Ecology of White Spruce at the Species Limit in North West Canada

Regions: Inuvialuit Settlement Region

Tags: physical sciences, climate change, forestry, treeline

Principal Investigator: Henry, Greg H R (4)
Licence Number: 14417
Organization: Unviersity of British Columbia
Licenced Year(s): 2009 2008
Issued: Sep 03, 2008
Project Team: Xanthe Walker (Field Assistant, University of British Columbia), Katherine McLeod (Researcher, Wilfred Laurier University)

Objective(s): The objectives of this research are to determine what changes have occurred in spruce trees near the treeline in response to the warming climate of the Mackenzie Delta region over the past 20-50 years.

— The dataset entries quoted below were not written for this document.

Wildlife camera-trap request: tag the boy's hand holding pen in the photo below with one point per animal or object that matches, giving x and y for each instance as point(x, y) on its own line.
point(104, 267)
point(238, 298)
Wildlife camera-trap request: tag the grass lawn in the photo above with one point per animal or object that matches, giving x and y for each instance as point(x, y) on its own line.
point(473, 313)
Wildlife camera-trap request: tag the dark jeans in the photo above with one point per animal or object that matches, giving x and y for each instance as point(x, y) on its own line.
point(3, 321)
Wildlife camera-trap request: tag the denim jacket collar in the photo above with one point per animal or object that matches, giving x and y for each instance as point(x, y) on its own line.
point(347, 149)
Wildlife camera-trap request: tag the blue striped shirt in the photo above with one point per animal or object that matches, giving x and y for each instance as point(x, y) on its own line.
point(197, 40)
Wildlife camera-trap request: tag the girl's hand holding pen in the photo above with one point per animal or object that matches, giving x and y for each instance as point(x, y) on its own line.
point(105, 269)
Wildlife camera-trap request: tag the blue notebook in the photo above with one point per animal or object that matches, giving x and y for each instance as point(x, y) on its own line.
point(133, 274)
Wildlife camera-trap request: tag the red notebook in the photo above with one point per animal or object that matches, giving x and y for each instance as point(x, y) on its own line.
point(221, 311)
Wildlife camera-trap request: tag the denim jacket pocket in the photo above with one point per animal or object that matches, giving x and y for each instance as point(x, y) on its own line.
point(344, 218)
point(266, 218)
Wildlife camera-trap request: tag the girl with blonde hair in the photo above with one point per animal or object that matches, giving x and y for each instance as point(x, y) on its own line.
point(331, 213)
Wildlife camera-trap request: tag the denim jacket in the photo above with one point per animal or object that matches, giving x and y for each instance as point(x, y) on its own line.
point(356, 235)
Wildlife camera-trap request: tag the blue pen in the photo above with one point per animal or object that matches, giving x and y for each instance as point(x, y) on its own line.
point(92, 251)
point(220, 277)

Project Description: This license has been issued for the scientific research application #868.

The objectives of this research are to determine what changes have occurred in spruce trees near the treeline in response to the warming climate of the Mackenzie Delta region over the past 20-50 years. The researchers will visit sites measured in the early 1990s and repeat the same measurements, which will allow them to see if there are more trees and if they have grown faster and produced more and better seeds.

The measurements to be taken will include: tree heights and diameters; tree age – from cores removed from the tree using a tree corer; vegetation composition near the trees – assessment of species composition and abundance using standardized methods (including photographs of plots); seed collections will be made from white spruce trees (Picea glauca) at each site and the seeds will be tested for germination.

This project is part of a larger project on treeline dynamics across Canada (PPS Arctic Canada), funded by the federal government's International Polar Year program. Results of the field season will be available on the PPS Arctic Canada web site. The researchers will also contribute to a plain language PPS Arctic poster which will be translated and sent to communities throughout the North. Copies of all publications from the research will be provided to the ARI library.
This fieldwork will be conducted from September 5 to 9, 2008. The exact sites are not precisely located because they were originally visited in the early 1990s, however, they will be located close the following coordinates (taken in 1990): R1 (69o28'N 134o19'W), R2 (69o23'N 134o02'W), T1 (69o23'N 133o30'W), T2 (69o19'N 133o44'W), T3 (69o19'N 132o 49'W), T4 (69o28'N 132o 10'W), T5 (69o11'N 133o01'W), T6 (69o18'N 132o33'W), T11 (69o17'N 132o52'W), T12 (69o05'N 133o16'W), T7 (69o15'N 131o50'W), T8 (69o11'N 131o27'W), T9 (69o06'N 130o59'W), T10 (68o17'N 133o15'W).